We all know that feeling – you're in a team meeting, and suddenly, passionate opinions start flying back and forth. While it can feel overwhelming, diverse perspectives can actually lead to fantastic innovation and problem-solving. It's those disagreements that, if managed well, can bring about the best decision-making. To help you navigate these situations, we've put together a guide for both team leaders and team members on how to disagree constructively. Grab a cup of coffee, and let's dive in.

Understanding the Principle:

 "You can disagree, but don't be disagreeable".  It sums up a concept that promotes open communication while maintaining respect. It encourages you to talk openly about differing opinions without resorting to unproductive behaviors or harsh words.

For Team Leaders:

Create a Safe Space:

It's crucial to create an environment where everyone feels safe to express their opinions. When your team members know that their input is valued and won't cost them their dignity, they'll be more likely to engage in constructive disagreements.

Lead by Example:

Show your team that you actively listen, respect, and appreciate their opinions. Resist the urge to get defensive or dismissive when someone disagrees.  If this is not your sweet spot, you may want to prepare yourself ahead of time to be on your best behavior.  

Set Some Ground Rules:

To keep things smooth, lay down some communication guidelines for your team. These can include active listening, not interrupting others, and using "I" statements to express opinions. These rules help prevent disagreements from turning into harmful conflicts.
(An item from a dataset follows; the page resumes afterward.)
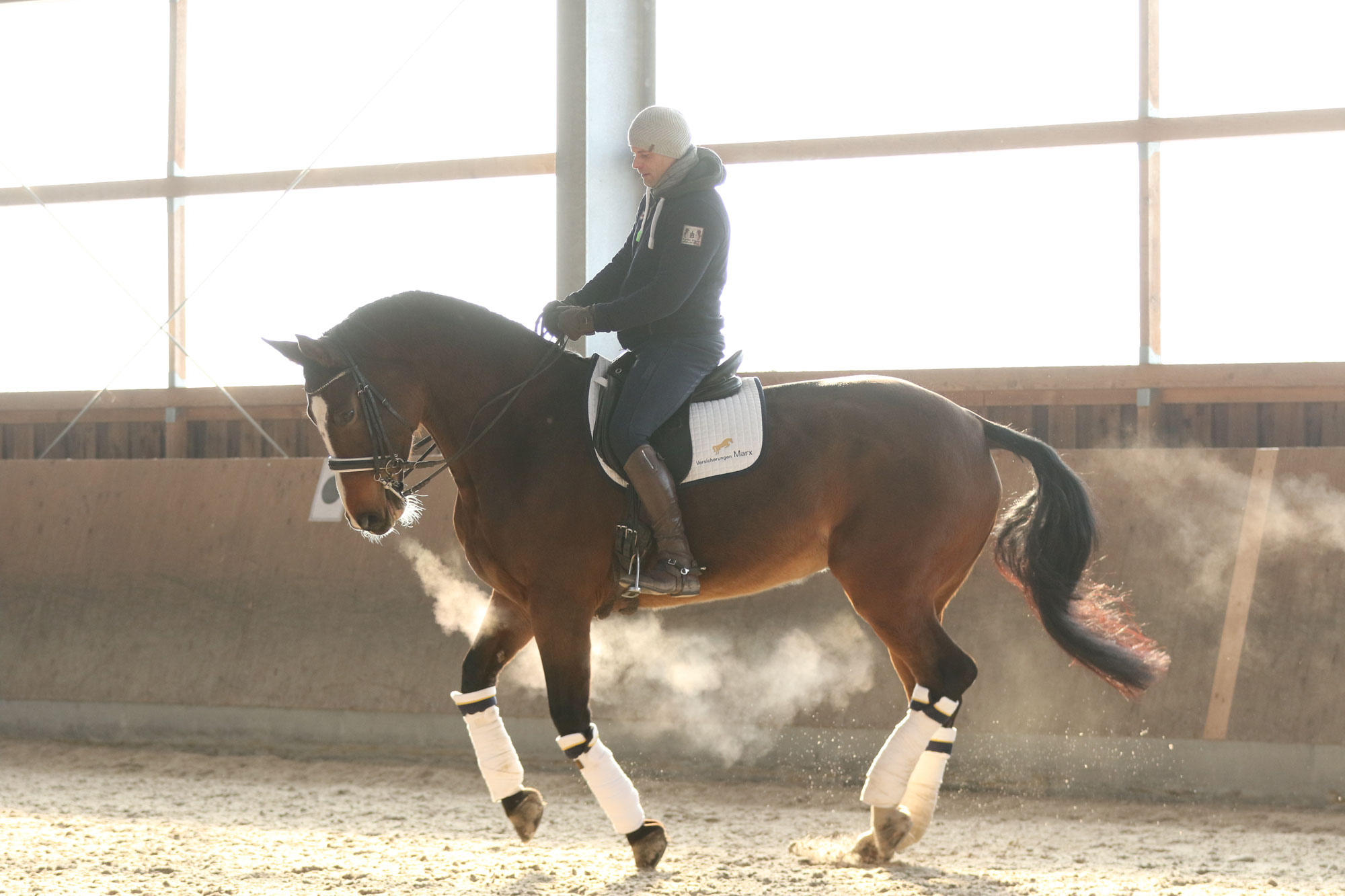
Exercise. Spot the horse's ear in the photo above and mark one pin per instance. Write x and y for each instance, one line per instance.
(318, 353)
(289, 349)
Encourage Constructive Dialogue:

I often hear people say, "I disagree" to begin a dialogue.  It's unnecessary and pushes the other team member to begin preparing their defense.  Teach your team how to criticize constructively. They should focus on the idea or issue itself, rather than the person who brought it up. Encourage questions, clarifications, and alternative solutions.

For Team Members:

Respect is Key:

When you disagree with someone, always do it with respect. Steer clear of snarky comments, personal attacks, or dismissive behavior.  Remember, differing opinions can bring about better solutions if handled well.

Be an Active Listener:

Before responding to disagreements, make sure you're truly listening to the other person's perspective. Ask questions and be curious.  This shows respect and ensures that your response is well-informed.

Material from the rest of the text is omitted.